L’altra notte ho riflettuto sull’atto di abbracciare le persone e di abbracciarsi, non troppo praticato, ma di sicuro significato psicologico per noi esseri umani. Tale riflessione ha portato, come mi capita spesso in questo periodo, alla composizione di un breve aforisma, che ho subito messo su Twitter: «Abbracciate la gente, e non in modo rituale, più spesso che potete. Con discrezione, ma senza far economia». Il tweet ha avuto un certo successo e ora sono qui a parlarne, a parlare di che cosa c’è dietro. E dentro.

Salute e benessere

La salute fisica delle persone dipende dall’integrità del loro corpo e delle funzioni fisiologiche che lo tengono in vita. Oggi però, che la salute è garantita a moltissimi, come certamente non era anche solo due secoli fa, la sola salute non ci basta più. Aspiriamo tutti alla salute e al benessere. Per benessere — spesso si dice anche psicofisico — si intende una condizione globale di serenità e di tranquillità, se non di felice esaltazione, alla quale in fondo tutti miriamo. Può esserci salute senza benessere, ma è più difficile che ci sia benessere senza una relativa salute. Che cosa si oppone al nostro benessere? Possono essere fatti reali, come contrattempi o veri e propri dispiaceri o delusioni, ma può essere anche niente di preciso: una sensazione di disagio e di sconforto, non facile da ricondurre a qualcosa di reale o anche solo da esplicitare.
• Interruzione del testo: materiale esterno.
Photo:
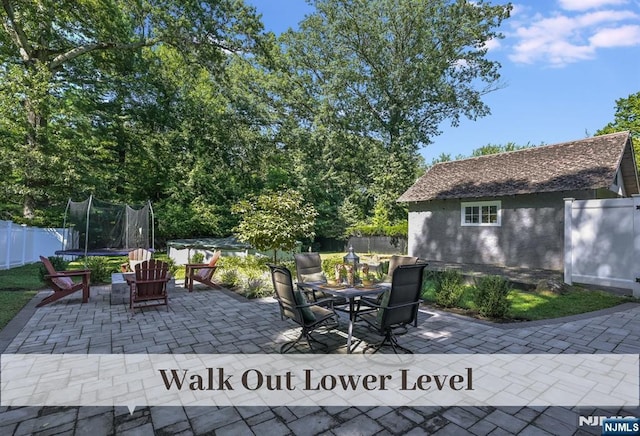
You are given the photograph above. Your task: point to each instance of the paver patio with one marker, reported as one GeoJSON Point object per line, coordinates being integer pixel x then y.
{"type": "Point", "coordinates": [208, 321]}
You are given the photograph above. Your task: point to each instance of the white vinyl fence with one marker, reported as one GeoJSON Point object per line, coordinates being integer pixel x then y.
{"type": "Point", "coordinates": [602, 242]}
{"type": "Point", "coordinates": [21, 244]}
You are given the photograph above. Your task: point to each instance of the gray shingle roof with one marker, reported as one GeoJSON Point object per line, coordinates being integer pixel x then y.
{"type": "Point", "coordinates": [589, 163]}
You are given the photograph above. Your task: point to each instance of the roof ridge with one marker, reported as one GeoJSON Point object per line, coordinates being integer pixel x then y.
{"type": "Point", "coordinates": [535, 147]}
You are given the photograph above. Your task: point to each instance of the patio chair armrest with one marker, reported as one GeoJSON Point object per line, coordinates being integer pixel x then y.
{"type": "Point", "coordinates": [324, 302]}
{"type": "Point", "coordinates": [400, 306]}
{"type": "Point", "coordinates": [76, 273]}
{"type": "Point", "coordinates": [198, 265]}
{"type": "Point", "coordinates": [151, 281]}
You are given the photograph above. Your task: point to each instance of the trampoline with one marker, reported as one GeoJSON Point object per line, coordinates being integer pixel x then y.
{"type": "Point", "coordinates": [98, 228]}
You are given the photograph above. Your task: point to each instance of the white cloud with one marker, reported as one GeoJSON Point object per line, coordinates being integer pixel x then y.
{"type": "Point", "coordinates": [561, 38]}
{"type": "Point", "coordinates": [583, 5]}
{"type": "Point", "coordinates": [617, 37]}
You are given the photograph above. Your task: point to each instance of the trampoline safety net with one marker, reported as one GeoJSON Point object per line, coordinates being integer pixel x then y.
{"type": "Point", "coordinates": [96, 224]}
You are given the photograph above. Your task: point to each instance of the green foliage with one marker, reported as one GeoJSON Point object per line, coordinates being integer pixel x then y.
{"type": "Point", "coordinates": [394, 71]}
{"type": "Point", "coordinates": [329, 264]}
{"type": "Point", "coordinates": [229, 277]}
{"type": "Point", "coordinates": [58, 262]}
{"type": "Point", "coordinates": [275, 220]}
{"type": "Point", "coordinates": [399, 230]}
{"type": "Point", "coordinates": [449, 287]}
{"type": "Point", "coordinates": [101, 269]}
{"type": "Point", "coordinates": [491, 296]}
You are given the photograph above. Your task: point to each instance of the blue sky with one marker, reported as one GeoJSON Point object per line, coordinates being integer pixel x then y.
{"type": "Point", "coordinates": [564, 64]}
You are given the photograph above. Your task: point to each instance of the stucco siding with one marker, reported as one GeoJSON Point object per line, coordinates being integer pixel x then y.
{"type": "Point", "coordinates": [531, 234]}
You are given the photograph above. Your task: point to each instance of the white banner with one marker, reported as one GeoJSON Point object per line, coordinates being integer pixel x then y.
{"type": "Point", "coordinates": [320, 380]}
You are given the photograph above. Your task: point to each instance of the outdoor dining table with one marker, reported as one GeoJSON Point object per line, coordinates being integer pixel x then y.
{"type": "Point", "coordinates": [351, 293]}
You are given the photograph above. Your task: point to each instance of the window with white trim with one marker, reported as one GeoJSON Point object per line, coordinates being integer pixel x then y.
{"type": "Point", "coordinates": [481, 213]}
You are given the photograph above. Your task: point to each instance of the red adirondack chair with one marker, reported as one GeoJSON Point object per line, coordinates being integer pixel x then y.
{"type": "Point", "coordinates": [150, 284]}
{"type": "Point", "coordinates": [201, 273]}
{"type": "Point", "coordinates": [62, 284]}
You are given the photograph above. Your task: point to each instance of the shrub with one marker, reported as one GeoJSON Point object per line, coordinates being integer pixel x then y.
{"type": "Point", "coordinates": [229, 277]}
{"type": "Point", "coordinates": [448, 287]}
{"type": "Point", "coordinates": [59, 264]}
{"type": "Point", "coordinates": [197, 257]}
{"type": "Point", "coordinates": [329, 265]}
{"type": "Point", "coordinates": [100, 268]}
{"type": "Point", "coordinates": [491, 296]}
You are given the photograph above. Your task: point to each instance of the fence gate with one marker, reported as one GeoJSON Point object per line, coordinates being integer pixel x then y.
{"type": "Point", "coordinates": [602, 242]}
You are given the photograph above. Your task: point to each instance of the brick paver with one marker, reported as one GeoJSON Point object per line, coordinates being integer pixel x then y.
{"type": "Point", "coordinates": [209, 321]}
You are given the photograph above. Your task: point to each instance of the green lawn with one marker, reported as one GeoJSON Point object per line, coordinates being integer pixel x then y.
{"type": "Point", "coordinates": [22, 277]}
{"type": "Point", "coordinates": [17, 287]}
{"type": "Point", "coordinates": [531, 305]}
{"type": "Point", "coordinates": [11, 303]}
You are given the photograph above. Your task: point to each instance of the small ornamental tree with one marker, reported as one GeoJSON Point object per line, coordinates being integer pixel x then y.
{"type": "Point", "coordinates": [275, 220]}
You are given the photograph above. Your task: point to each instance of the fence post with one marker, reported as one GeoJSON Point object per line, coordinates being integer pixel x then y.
{"type": "Point", "coordinates": [25, 235]}
{"type": "Point", "coordinates": [9, 225]}
{"type": "Point", "coordinates": [568, 228]}
{"type": "Point", "coordinates": [636, 244]}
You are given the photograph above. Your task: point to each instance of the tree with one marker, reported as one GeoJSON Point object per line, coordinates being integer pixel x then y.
{"type": "Point", "coordinates": [393, 71]}
{"type": "Point", "coordinates": [52, 47]}
{"type": "Point", "coordinates": [627, 117]}
{"type": "Point", "coordinates": [275, 220]}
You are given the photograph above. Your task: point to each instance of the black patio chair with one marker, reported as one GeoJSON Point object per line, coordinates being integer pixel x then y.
{"type": "Point", "coordinates": [398, 308]}
{"type": "Point", "coordinates": [293, 305]}
{"type": "Point", "coordinates": [309, 269]}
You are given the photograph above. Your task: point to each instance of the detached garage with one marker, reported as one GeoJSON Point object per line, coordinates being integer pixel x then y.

Se dura qualche istante in maniera intermittente, nessun problema; se dura di più o invade la nostra vita, allora può arrivare a costituire il problema dei problemi, la montagna da scalare o la selva da cui fuggire. Che si fa in questi casi? Se si può, se ne parla, con se stessi o con altri, cercando di dare un corpo all’impalpabile e di confrontarsi con qualcosa di circoscritto. Se ciò riesce è una gran cosa, ma non sempre è così, purtroppo. Si può allora ricorrere a qualche pillola o al colloquio con un esperto, facente più o meno esplicitamente la funzione di uno psicoterapeuta.